Esse sistema de apoio me ajuda a manter o equilíbrio. Há também um elemento essencial: meu time, que é excelente e me permite desenvolver o estilo de liderança que gosto. Sou o tipo de líder que não tem vaidade de querer saber mais do que a equipe. Para mim, tem muito valor aprender com o outro.
Meu papel como liderança é gerenciar pessoas: mostro e acelero caminhos, dando liberdade para que assumam o protagonismo em suas pautas. Como são muito competentes tecnicamente, isso se torna mais fácil. Quando é necessário algum realinhamento ou uma postura mais diretiva, isso ocorre sem prejuízo da relação. Ouço muito e dou espaço à criação e à colaboração. Uma vez que se lidera bem as pessoas e se tem as pessoas certas, o trabalho aparece.
Você mencionou o vanguardismo. Faz muita diferença quando há alguém em quem se inspirar. Pode falar um pouco sobre essa missão, o significado de ser inspiração e o que diria hoje às meninas que se espelham em você?
Quando comecei a ser vista como referência, senti muito medo. Não queria ser referência. Com o tempo, porém, passei a encarar esse papel sob a minha própria perspectiva. Eu não tive referências. Trabalhei a vida inteira com homens – e continuo trabalhando. Olhava ao redor e não via alguém que me inspirasse a ponto de pensar: “Que incrível essa mulher, quero seguir esse caminho!”.

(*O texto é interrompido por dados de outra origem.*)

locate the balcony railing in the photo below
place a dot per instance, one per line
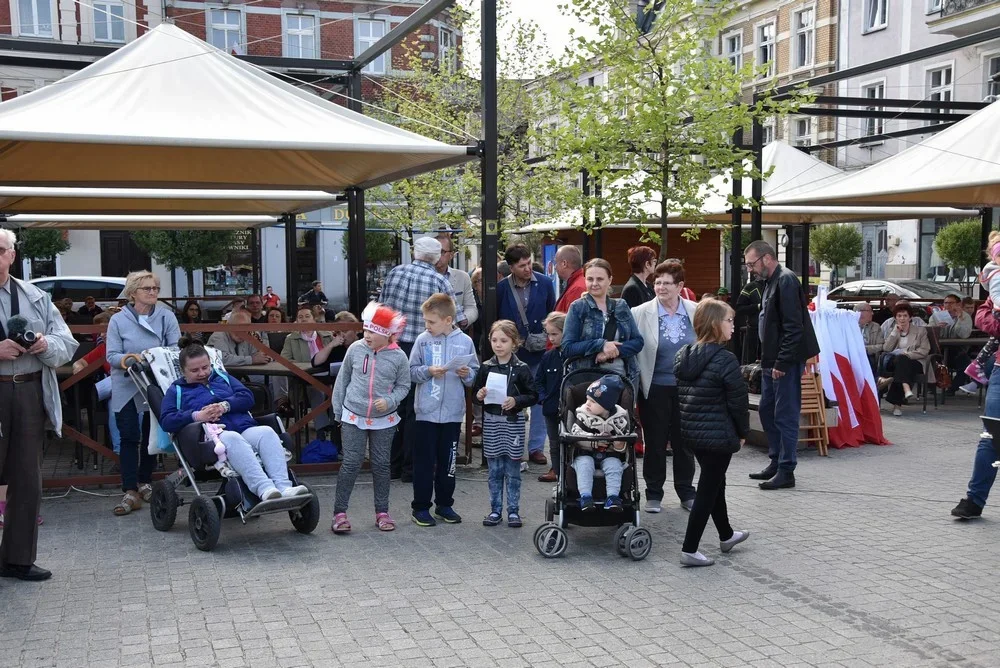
(952, 7)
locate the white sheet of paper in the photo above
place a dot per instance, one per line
(459, 361)
(496, 388)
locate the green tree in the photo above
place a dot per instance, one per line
(186, 249)
(959, 246)
(662, 125)
(835, 245)
(36, 244)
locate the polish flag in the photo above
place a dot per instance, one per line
(847, 377)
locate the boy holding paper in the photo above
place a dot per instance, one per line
(442, 364)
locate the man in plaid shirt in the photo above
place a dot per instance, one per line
(406, 288)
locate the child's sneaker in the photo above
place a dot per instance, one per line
(974, 372)
(447, 514)
(422, 518)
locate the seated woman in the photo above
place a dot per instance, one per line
(206, 395)
(904, 351)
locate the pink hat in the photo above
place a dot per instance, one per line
(383, 320)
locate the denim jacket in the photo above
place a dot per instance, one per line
(584, 334)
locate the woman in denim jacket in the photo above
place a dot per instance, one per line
(587, 320)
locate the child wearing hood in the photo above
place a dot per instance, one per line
(373, 380)
(600, 415)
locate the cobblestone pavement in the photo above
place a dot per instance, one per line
(860, 565)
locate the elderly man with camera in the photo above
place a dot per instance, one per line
(34, 340)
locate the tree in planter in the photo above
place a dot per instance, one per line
(188, 249)
(662, 125)
(835, 245)
(958, 245)
(41, 244)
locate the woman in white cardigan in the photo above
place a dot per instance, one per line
(665, 324)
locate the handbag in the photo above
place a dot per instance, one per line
(535, 341)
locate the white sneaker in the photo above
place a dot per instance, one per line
(269, 494)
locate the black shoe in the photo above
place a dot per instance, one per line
(31, 573)
(967, 509)
(781, 480)
(766, 474)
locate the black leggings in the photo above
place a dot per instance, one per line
(710, 500)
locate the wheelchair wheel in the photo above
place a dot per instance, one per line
(204, 523)
(621, 539)
(306, 518)
(551, 541)
(640, 542)
(163, 505)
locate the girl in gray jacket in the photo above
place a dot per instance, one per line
(373, 380)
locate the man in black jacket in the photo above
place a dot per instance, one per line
(787, 341)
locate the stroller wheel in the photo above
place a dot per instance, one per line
(306, 518)
(550, 541)
(204, 523)
(621, 539)
(640, 542)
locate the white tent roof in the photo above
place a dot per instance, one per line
(170, 111)
(959, 166)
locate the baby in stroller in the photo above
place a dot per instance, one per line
(600, 415)
(206, 394)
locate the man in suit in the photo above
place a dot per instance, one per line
(787, 341)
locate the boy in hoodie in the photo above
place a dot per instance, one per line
(601, 415)
(439, 404)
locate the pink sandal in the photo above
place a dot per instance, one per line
(384, 522)
(340, 524)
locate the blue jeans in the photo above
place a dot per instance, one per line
(780, 405)
(983, 473)
(135, 461)
(504, 469)
(536, 424)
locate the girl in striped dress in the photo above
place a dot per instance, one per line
(504, 422)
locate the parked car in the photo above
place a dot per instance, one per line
(105, 289)
(874, 291)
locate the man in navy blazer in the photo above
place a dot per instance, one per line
(538, 297)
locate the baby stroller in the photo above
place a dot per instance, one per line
(563, 508)
(153, 372)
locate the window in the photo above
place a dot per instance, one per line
(225, 30)
(369, 32)
(765, 48)
(939, 87)
(732, 48)
(992, 68)
(109, 21)
(876, 14)
(874, 126)
(35, 18)
(447, 55)
(804, 41)
(802, 132)
(300, 36)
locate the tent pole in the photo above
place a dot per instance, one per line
(291, 239)
(357, 275)
(805, 258)
(490, 206)
(757, 189)
(986, 218)
(736, 240)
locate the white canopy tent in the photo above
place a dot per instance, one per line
(958, 166)
(170, 111)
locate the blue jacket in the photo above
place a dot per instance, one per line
(176, 414)
(548, 378)
(440, 400)
(583, 335)
(541, 302)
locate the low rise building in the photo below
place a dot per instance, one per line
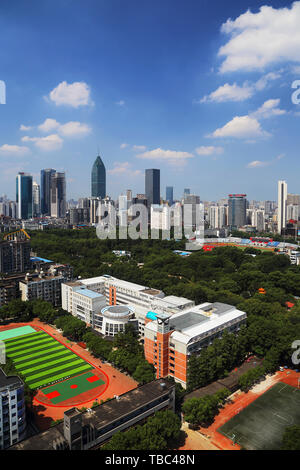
(91, 429)
(170, 340)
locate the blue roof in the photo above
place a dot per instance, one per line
(87, 292)
(33, 259)
(151, 315)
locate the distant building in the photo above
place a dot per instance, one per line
(282, 202)
(58, 195)
(237, 204)
(24, 196)
(14, 256)
(45, 190)
(36, 199)
(152, 186)
(98, 179)
(12, 410)
(169, 195)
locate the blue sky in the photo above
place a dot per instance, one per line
(200, 89)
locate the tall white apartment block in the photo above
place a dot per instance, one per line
(281, 211)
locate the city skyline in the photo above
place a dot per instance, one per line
(201, 114)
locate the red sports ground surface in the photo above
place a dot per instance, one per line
(112, 382)
(241, 400)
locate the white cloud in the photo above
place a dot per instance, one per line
(49, 125)
(14, 150)
(74, 129)
(25, 128)
(241, 127)
(229, 93)
(172, 157)
(235, 92)
(258, 40)
(124, 168)
(269, 109)
(139, 148)
(48, 143)
(257, 164)
(209, 150)
(71, 94)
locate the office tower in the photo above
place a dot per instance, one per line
(169, 195)
(293, 199)
(58, 195)
(98, 179)
(237, 205)
(281, 211)
(45, 190)
(36, 199)
(152, 186)
(293, 212)
(24, 196)
(12, 406)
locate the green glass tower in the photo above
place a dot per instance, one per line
(98, 178)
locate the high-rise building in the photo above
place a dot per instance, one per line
(24, 196)
(45, 190)
(281, 211)
(12, 406)
(152, 186)
(58, 195)
(169, 195)
(237, 205)
(98, 179)
(36, 199)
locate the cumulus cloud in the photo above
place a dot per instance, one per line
(139, 148)
(71, 94)
(25, 128)
(172, 157)
(269, 109)
(241, 127)
(260, 39)
(48, 125)
(229, 93)
(74, 129)
(235, 92)
(209, 150)
(124, 168)
(14, 150)
(48, 143)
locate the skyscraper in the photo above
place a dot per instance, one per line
(98, 179)
(237, 204)
(36, 199)
(58, 195)
(45, 190)
(169, 195)
(152, 186)
(24, 196)
(282, 200)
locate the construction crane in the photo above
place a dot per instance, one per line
(14, 235)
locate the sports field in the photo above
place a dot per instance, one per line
(260, 426)
(40, 358)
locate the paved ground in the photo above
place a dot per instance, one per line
(241, 400)
(118, 383)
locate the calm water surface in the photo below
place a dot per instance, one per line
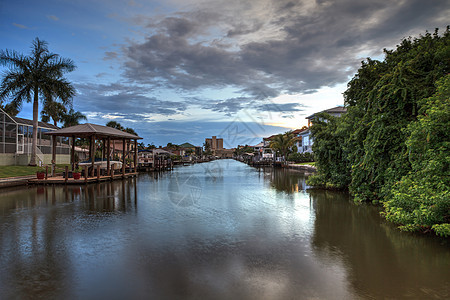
(219, 230)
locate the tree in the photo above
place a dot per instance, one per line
(283, 143)
(53, 110)
(11, 109)
(72, 118)
(420, 201)
(34, 77)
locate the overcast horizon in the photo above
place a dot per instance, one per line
(181, 71)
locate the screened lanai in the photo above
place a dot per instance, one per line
(16, 138)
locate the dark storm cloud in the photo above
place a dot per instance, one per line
(276, 107)
(284, 46)
(115, 97)
(228, 106)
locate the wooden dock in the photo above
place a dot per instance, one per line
(82, 180)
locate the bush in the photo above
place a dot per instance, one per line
(301, 157)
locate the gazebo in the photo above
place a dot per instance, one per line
(94, 132)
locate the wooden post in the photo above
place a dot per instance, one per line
(92, 155)
(72, 156)
(135, 156)
(108, 159)
(53, 154)
(103, 148)
(123, 158)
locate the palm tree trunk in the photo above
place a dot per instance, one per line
(35, 123)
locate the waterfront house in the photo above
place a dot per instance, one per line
(306, 138)
(16, 139)
(217, 149)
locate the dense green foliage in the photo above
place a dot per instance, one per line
(374, 148)
(301, 157)
(283, 143)
(421, 199)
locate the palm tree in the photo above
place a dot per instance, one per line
(39, 75)
(11, 109)
(72, 118)
(53, 110)
(283, 143)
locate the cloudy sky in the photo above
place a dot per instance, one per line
(183, 70)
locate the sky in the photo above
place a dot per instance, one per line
(183, 70)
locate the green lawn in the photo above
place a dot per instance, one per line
(308, 163)
(14, 171)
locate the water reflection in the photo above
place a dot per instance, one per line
(381, 261)
(37, 226)
(250, 234)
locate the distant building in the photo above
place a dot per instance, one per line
(214, 143)
(306, 138)
(196, 150)
(217, 149)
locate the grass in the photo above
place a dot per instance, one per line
(307, 163)
(15, 171)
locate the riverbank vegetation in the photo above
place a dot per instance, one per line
(392, 146)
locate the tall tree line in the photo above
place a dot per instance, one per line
(370, 150)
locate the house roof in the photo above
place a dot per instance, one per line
(30, 123)
(187, 145)
(297, 131)
(88, 129)
(334, 110)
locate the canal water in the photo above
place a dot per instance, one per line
(218, 230)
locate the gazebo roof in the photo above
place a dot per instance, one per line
(88, 129)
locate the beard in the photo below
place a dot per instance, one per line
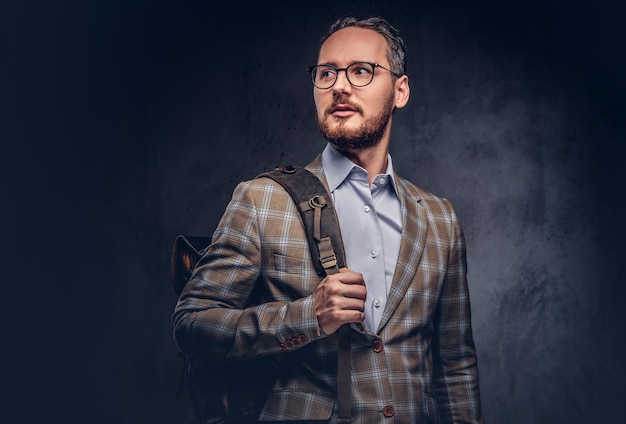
(367, 135)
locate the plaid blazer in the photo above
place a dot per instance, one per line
(252, 295)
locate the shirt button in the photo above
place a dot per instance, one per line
(388, 411)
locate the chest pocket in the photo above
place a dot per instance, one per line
(288, 264)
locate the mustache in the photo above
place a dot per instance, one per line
(344, 103)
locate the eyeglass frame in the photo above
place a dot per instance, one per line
(372, 64)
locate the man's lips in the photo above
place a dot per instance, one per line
(343, 110)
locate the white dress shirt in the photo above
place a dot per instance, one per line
(370, 218)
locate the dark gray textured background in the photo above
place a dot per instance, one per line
(126, 123)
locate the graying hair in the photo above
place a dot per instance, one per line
(396, 49)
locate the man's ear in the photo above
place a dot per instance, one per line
(402, 91)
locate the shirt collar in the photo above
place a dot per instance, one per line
(337, 168)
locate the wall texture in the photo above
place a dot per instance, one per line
(130, 122)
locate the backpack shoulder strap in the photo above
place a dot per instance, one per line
(322, 228)
(318, 216)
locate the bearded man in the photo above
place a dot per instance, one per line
(403, 294)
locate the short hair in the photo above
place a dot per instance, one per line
(396, 49)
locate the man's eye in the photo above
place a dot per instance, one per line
(327, 73)
(361, 71)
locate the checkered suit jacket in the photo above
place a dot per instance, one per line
(251, 295)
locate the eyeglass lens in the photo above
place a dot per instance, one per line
(359, 74)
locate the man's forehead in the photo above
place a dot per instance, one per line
(353, 43)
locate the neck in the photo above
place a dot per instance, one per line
(372, 159)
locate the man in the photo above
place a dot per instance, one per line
(404, 293)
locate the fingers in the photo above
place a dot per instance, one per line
(340, 299)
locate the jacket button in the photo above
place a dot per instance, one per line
(377, 345)
(388, 411)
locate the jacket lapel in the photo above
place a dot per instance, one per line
(415, 227)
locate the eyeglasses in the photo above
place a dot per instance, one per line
(359, 74)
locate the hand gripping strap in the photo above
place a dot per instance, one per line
(323, 233)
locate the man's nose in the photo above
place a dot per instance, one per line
(342, 85)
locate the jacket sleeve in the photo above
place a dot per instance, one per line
(455, 369)
(214, 317)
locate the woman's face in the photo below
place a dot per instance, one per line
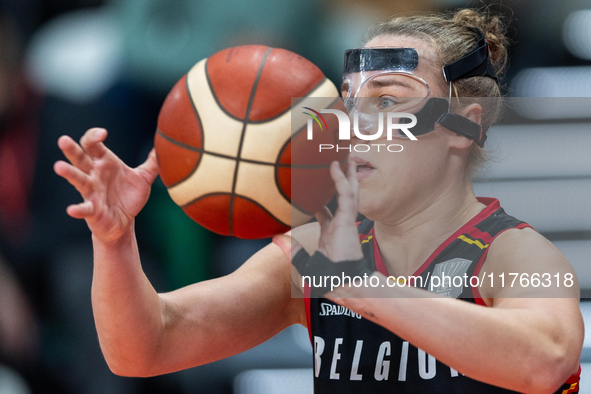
(394, 185)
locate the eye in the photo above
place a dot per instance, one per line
(385, 102)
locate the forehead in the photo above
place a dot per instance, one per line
(429, 68)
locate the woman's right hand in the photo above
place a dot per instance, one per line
(113, 192)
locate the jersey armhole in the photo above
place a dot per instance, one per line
(475, 290)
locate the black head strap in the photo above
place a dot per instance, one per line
(476, 63)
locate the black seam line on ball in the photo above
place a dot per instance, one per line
(203, 151)
(198, 121)
(215, 97)
(237, 195)
(289, 108)
(180, 143)
(245, 123)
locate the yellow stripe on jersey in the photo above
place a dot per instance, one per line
(473, 242)
(367, 239)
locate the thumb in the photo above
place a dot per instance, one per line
(149, 169)
(288, 245)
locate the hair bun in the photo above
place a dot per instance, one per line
(494, 29)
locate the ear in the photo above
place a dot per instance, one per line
(472, 112)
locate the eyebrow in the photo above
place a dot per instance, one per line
(385, 82)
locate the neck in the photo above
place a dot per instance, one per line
(406, 242)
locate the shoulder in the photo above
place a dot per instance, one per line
(307, 235)
(528, 254)
(525, 247)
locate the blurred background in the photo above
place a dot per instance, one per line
(68, 65)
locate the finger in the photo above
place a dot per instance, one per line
(80, 180)
(149, 169)
(92, 142)
(352, 172)
(81, 211)
(324, 216)
(346, 194)
(288, 245)
(74, 153)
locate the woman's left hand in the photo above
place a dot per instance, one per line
(339, 240)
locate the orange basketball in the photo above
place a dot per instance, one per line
(225, 142)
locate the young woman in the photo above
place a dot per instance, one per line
(422, 215)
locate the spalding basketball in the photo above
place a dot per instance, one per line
(228, 152)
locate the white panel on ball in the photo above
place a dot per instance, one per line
(221, 132)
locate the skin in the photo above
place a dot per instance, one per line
(532, 344)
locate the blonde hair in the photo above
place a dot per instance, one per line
(451, 38)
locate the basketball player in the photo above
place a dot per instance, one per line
(423, 214)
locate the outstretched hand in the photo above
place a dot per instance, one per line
(113, 193)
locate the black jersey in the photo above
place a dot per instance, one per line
(354, 355)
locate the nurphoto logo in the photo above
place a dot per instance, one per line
(393, 128)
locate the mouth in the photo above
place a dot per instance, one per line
(362, 165)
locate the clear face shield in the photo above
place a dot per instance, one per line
(383, 80)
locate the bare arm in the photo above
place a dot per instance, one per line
(143, 333)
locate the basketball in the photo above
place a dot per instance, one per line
(229, 152)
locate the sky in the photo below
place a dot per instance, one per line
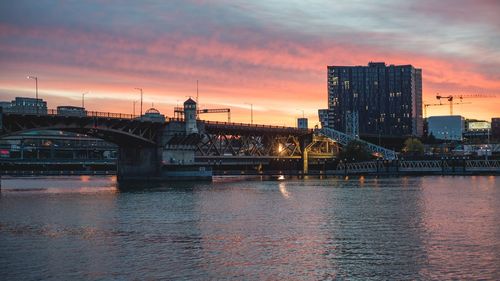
(267, 55)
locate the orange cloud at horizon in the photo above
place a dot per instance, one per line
(281, 74)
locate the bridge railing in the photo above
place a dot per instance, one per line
(76, 113)
(253, 125)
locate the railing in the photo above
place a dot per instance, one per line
(255, 125)
(439, 166)
(76, 113)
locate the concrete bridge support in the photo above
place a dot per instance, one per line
(137, 163)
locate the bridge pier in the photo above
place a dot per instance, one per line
(135, 162)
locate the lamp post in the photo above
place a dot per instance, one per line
(140, 89)
(83, 99)
(36, 90)
(133, 110)
(251, 112)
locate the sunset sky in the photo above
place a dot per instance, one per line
(272, 54)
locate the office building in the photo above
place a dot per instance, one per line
(447, 128)
(302, 123)
(385, 100)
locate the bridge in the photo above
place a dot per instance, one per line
(184, 148)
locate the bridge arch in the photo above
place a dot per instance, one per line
(122, 132)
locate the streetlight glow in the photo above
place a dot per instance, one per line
(36, 90)
(140, 89)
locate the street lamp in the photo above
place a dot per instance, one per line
(251, 112)
(133, 111)
(140, 89)
(36, 89)
(83, 99)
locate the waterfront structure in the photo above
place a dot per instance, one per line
(447, 128)
(477, 130)
(68, 110)
(387, 100)
(302, 123)
(187, 148)
(190, 116)
(25, 105)
(55, 146)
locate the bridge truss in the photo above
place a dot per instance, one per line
(344, 139)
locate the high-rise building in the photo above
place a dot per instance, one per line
(386, 100)
(302, 123)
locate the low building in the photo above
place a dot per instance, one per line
(68, 110)
(476, 129)
(55, 146)
(448, 128)
(154, 115)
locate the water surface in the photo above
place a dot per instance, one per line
(406, 228)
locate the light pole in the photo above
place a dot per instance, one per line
(140, 89)
(83, 99)
(133, 110)
(303, 115)
(251, 112)
(36, 90)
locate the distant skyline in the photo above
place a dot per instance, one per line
(272, 54)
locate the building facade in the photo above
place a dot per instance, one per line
(302, 123)
(386, 100)
(447, 128)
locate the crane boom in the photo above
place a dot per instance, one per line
(450, 98)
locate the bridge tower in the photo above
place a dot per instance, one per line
(190, 116)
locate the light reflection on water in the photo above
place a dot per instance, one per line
(391, 228)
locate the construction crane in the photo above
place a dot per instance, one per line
(179, 112)
(438, 104)
(450, 98)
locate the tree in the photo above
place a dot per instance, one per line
(355, 150)
(413, 146)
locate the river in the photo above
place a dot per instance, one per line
(405, 228)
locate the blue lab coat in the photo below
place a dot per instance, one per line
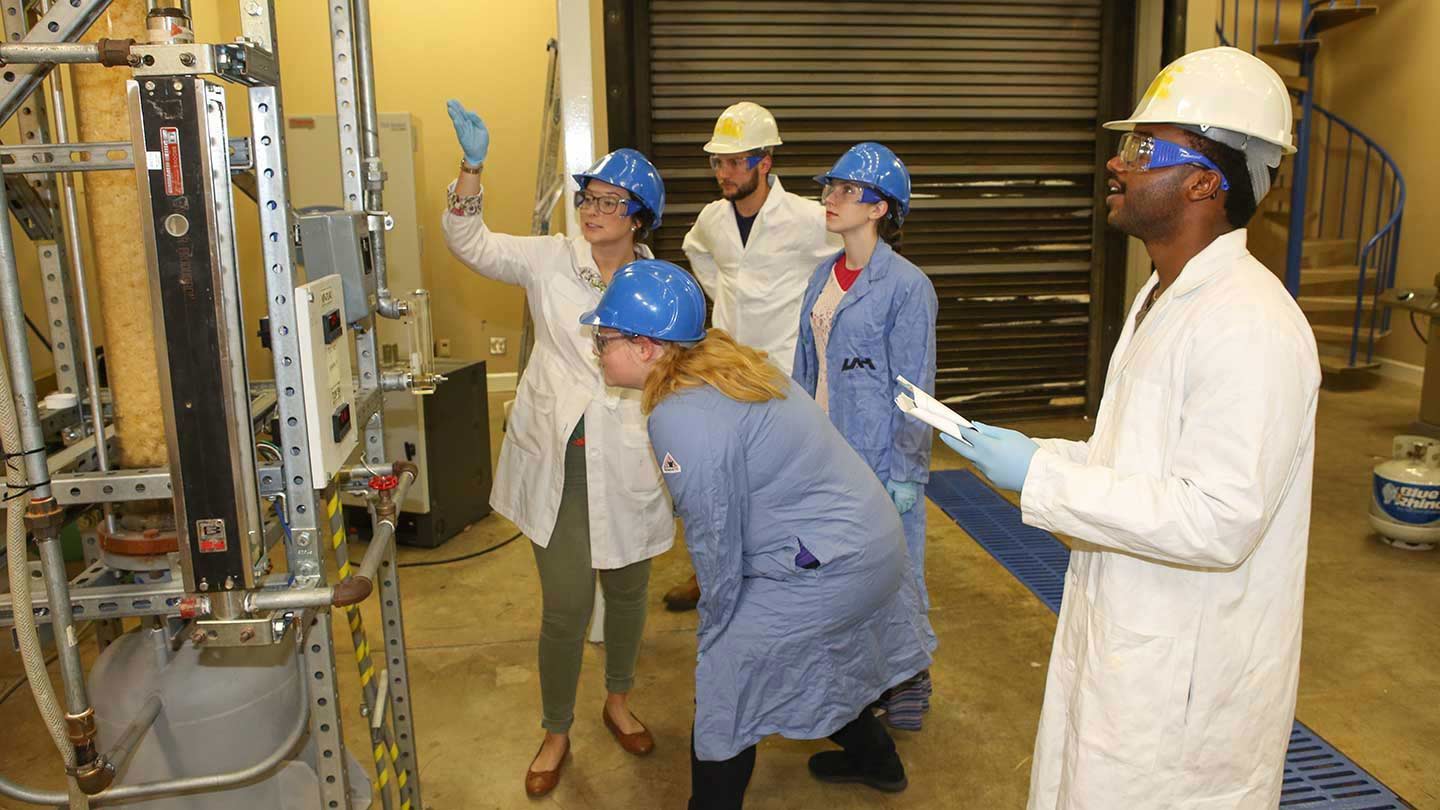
(884, 326)
(785, 649)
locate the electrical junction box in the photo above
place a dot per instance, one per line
(324, 371)
(337, 242)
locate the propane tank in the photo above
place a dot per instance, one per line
(1404, 505)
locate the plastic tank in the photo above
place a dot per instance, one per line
(1404, 505)
(225, 708)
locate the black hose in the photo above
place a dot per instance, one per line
(39, 335)
(464, 557)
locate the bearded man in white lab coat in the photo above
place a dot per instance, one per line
(755, 250)
(1175, 662)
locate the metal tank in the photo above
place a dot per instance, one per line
(225, 708)
(1404, 503)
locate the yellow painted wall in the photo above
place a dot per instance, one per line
(1380, 74)
(487, 54)
(491, 56)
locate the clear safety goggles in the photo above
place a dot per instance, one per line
(844, 190)
(606, 203)
(736, 162)
(1144, 153)
(602, 340)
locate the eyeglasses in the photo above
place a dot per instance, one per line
(606, 203)
(1144, 153)
(848, 192)
(602, 340)
(736, 162)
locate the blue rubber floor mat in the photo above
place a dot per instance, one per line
(1316, 776)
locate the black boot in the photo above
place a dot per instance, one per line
(867, 757)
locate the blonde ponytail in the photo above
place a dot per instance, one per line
(736, 371)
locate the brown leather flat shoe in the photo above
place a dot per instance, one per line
(683, 597)
(638, 744)
(540, 783)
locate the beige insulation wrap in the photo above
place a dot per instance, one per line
(113, 203)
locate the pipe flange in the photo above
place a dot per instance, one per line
(144, 542)
(95, 776)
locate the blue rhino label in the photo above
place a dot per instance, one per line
(1409, 503)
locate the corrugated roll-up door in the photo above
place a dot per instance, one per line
(992, 105)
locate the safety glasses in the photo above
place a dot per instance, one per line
(735, 162)
(602, 340)
(606, 203)
(848, 192)
(1144, 153)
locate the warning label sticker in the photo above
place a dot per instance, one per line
(210, 535)
(670, 466)
(170, 160)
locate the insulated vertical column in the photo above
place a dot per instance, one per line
(183, 176)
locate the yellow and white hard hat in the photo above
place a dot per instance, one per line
(743, 127)
(1218, 87)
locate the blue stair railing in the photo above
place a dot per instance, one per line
(1331, 154)
(1373, 219)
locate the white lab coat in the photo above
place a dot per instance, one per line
(1175, 662)
(630, 510)
(758, 286)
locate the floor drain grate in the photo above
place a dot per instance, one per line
(1316, 776)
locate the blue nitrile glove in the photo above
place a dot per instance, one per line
(470, 130)
(903, 493)
(1001, 454)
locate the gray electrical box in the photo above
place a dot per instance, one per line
(337, 242)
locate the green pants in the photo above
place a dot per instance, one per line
(568, 588)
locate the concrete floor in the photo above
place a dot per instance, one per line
(1370, 676)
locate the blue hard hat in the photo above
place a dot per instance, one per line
(876, 166)
(632, 172)
(654, 299)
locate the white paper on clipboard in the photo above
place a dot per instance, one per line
(933, 420)
(942, 423)
(932, 405)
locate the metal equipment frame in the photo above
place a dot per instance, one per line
(38, 176)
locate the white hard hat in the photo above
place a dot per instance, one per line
(1218, 87)
(743, 127)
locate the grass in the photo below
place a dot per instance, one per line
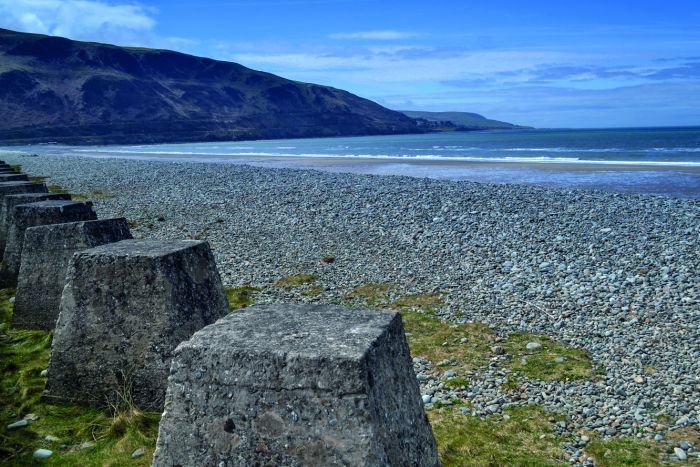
(296, 280)
(457, 382)
(459, 347)
(524, 439)
(240, 297)
(573, 364)
(57, 189)
(91, 437)
(313, 291)
(426, 302)
(617, 452)
(373, 294)
(91, 195)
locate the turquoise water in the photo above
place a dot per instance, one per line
(662, 161)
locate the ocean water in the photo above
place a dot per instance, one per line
(663, 161)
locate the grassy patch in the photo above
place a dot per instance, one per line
(691, 434)
(296, 280)
(426, 302)
(37, 179)
(615, 452)
(57, 189)
(372, 294)
(91, 437)
(313, 291)
(452, 346)
(457, 382)
(240, 297)
(91, 195)
(464, 440)
(552, 361)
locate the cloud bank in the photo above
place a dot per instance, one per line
(79, 19)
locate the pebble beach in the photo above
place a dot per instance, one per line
(617, 275)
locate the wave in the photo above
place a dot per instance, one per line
(560, 150)
(406, 158)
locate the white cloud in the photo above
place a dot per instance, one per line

Quando percebi que era vista dessa forma, saí do medo e do susto e adotei o zelo com esse papel e essa responsabilidade. Hoje lido com isso como uma missão. Tenho clareza de que meu propósito de vida é transformar a vida das pessoas por meio do meu trabalho. Ser referência é mostrar o caminho – inclusive meus erros -, porque isso prova que é possível. Mostro os acertos, os desafios, as quedas, as dificuldades, mas ainda assim é uma jornada possível.
Quando sou convidada para dar uma palestra, preparo-me com o máximo de rigor, porque não posso decepcionar. Não apenas porque há quem procure falhas para criticar, mas principalmente porque represento muitas pessoas. Quando subo a um palco, represento várias outras mulheres – e, sobretudo, mulheres negras – que precisam mostrar à sociedade que é possível.
Lido com isso com seriedade, responsabilidade e espírito de missão, semeando para as que virão depois. Costumo dizer que meu papel é facilitar a vida de quem vem depois de mim. Sigo a lógica de não reter o que aprendo, compartilhando como uma espécie de utilidade pública, para que outras pessoas possam se inspirar, se espelhar, aprender com meus erros e simplificar seus próprios caminhos.
Acima de tudo, quero mostrar que é possível, será difícil, mas ainda assim é possível.